Nos primeiros F-1 os motores de dimensões paquidérmicas eram instalados na dianteira e os seus heroicos cavaleiros literalmente sentavam-se em bancos de couro instalados em cima do eixo traseiro em uma abertura por onde se podia ver até o movimento de suas pernas. Esses pilotos vestiam como proteção camisa polo, luvas e capacete de couro que protegiam apenas metade de mãos e cabeça. Quando se passou a usar macacões eventualmente via-se um piloto usando camisa social e gravata-borboleta, como o inglês Mike Hawthorn.
Nos anos 1960 as posições de motor e piloto foram invertidas; instalado na traseira e piloto na dianteira, respectivamente. os motores tornaram-se menores e mais leves enquanto os pilotos iam praticamente deitados em uma banheira de combustível: o tanque era instalado no centro do chassi, que ficou ainda mais gordo ao receber os radiadores de água e óleo, outrora instalados no bico. O pouco que se via deles era através de um para-brisa de policarbonato.
Alguns acidentes graves ditaram a necessidade de estruturas mais sólidas e paramentos que garantissem maior proteção. Assim os “santantônios”, ou arcos de proteção, inexistentes na década de 1950, deixaram de ser mera formalidade para se transformar em verdadeiras células de sobrevivência que incluem o recente “halo”, um arco de titânio semelhantes às tiras de uma sandália havaiana,que mitiga as chances de objetos e outros automóveis atingiram o capacete do piloto. Ali dentro ele vai sentado em uma posição esdrúxula onde suas pernas ficam mais altas que a base do assento; o volante que mais parece um manche de avião, é repleto de luzes de alerta e controles e incorpora borboletas para troca de marcha e outra para acionar a embreagem, cujo pedal desapareceu.

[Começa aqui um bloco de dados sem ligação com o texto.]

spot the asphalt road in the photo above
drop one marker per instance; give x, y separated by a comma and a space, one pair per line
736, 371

As calças de sarja e as camisas de algodão agora sequer fazem parte da bagagem do piloto: todos usam roupas sociais especialmente confeccionadas para divulgar os patrocinadores que lhe pagam salários e custeiam desenvolvimento de tecnologia. Quando a bordo desses “bólidos” — raro nome que resiste à passagem de tempo — esses homens são protegidos por calçados, meias, roupa de baixo e macacão à prova de fogo e luvas que podem informar suas funções vitais em caso de acidente. As poucas mulheres que chegaram à F-1 não consolidaram a conquista, barreira que poderá acontecer muito antes de se chegar antes da próxima centena de GPs e, com rara certeza neste mundo, muito antes do segundo milhar de largadas.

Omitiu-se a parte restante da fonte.